Nostalgia tends to distort our view of past pleasures, making us remember experiences as being far more enjoyable than they actually were.
The Sly series is a perfect example of this. Despite what your failing memory may be telling you, the first Sly game was awful, the second was good, and the third was great.
At its core, the Sly series is a parkour-driven game of thievery - think Ocean's Eleven meets Assassin's Creed for kids. As Sly Cooper, players can double-jump up to rooftops, gracefully walk tightropes, crawl under tables, and knock out enemies via a two-tap stealth attack.
To avoid becoming bored of a repetitive mechanic that spans three games, there's also the option to play as Murray, the melee-centric hippo who ditches stealth in favour of strength-based attacks, or Bentley, a tech-geek turtle who utilises tranquiliser darts and bombs to knock out enemies.

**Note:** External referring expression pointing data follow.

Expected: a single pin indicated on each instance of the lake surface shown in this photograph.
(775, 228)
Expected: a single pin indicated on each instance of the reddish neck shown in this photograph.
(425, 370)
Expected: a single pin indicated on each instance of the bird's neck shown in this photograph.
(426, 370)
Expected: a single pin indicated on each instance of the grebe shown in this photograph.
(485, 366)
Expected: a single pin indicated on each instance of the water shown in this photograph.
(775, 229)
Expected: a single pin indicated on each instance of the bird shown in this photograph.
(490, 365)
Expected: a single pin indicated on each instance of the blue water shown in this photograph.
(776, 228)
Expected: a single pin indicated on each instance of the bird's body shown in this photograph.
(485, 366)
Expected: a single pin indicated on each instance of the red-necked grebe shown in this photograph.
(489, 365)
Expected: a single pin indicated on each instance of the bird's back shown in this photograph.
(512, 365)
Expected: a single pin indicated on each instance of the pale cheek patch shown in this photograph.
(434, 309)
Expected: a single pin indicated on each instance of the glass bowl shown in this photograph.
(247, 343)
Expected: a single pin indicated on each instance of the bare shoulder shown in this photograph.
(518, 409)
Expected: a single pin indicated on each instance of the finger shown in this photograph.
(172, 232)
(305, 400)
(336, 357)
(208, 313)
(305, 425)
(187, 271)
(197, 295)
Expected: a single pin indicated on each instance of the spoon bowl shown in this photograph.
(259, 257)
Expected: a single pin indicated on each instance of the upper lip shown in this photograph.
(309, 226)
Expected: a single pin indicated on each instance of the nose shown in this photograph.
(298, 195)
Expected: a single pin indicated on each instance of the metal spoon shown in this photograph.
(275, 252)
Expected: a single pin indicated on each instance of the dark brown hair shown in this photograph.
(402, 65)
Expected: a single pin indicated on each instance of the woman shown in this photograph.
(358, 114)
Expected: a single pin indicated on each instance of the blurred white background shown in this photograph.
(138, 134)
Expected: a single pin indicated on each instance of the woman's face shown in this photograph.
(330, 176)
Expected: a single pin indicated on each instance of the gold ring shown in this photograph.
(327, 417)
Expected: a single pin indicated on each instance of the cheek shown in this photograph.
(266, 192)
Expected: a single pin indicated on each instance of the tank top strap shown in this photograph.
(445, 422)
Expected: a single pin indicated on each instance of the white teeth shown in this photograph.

Now, I hate to be the guy who points this out, but the first iteration of the trilogy - Sly Cooper and the Thievius Raccoonus - was a horrible, horrible game.
When it was first released in 2002, Sly 1 was praised because the industry had ridiculously low standards when it comes to games designed for kids. By today's standards, it serves as a reminder of why children's games were once the joke of the industry.
In Sly 1, enemies kill Sly with one hit, which results in being sent back to a checkpoint. If you lose all your lives, you're forced to restart the level from the beginning. Couple this archaic, overused gameplay mechanic with levels designed to make Darks Souls look like Typing With Elmo, and the urge to dash your Vita off the closest wall quickly becomes irresistible.
One level uses the familiar trope of spinning things that you need to avoid. You know the one. It's impossible to judge where a safe spot is between the whirling blades until you spin the camera. But, when you spin the camera, the game resets the camera angle while you're moving, leading to an instant death. A death that's the game's fault, and not yours.
So you play a level, get to a tough bit, then lose all your lives and have to start from the beginning. Then you have to work your way back through the level to once more to get back to the tough bit, all because the game fancied shafting you. Genius.
It's not just spinning blades, mind. Most areas in Sly 1 have something designed to infuriate. Are games for children supposed to be this difficult? I understand the need for risk and reward, but Sly 1 takes it too far.
So, Sly 1 is a bit of a failed experiment: a few good ideas hindered by a lack of logic. But there is an upside: Sly 2: Band of Thieves fixes many of Sly 1's issues.
Levels are designed to be more forgiving - although sometimes bordering on too easy - and sharing the spotlight with Murray and Bentley displaces the sense of repetition when playing solely as Sly.
Sly 2 was an improvement, but it wasn't great. In fact, it wasn't until Sly 3: Honor Among Thieves that the experimental formula for a kid's stealth game was fully realised.
Sly 3 excels at most of what it attempts. Environments are challenging without ever feeling impossible, the stealth sections are broken up further and never feel samey, and bar a few bizarre design choices - and an unenjoyable boat mission - it's entertaining from start to finish.
The Sly Trilogy is an odd choice for a greatest hits-style collection: Sly 1 is awful, Sly 2 is good, and Sly 3 is great. One third in the collection isn't worth your time, but on the other hand, another third is definitely worth your time.
If you're a fan of the Sly series, then The Sly Trilogy is sure to please - it's three different episodes of Sly Cooper's escapades. If, however, you're just after a nostalgia-fuelled trip down memory lane, then this is one trip that might end in a nasty landing.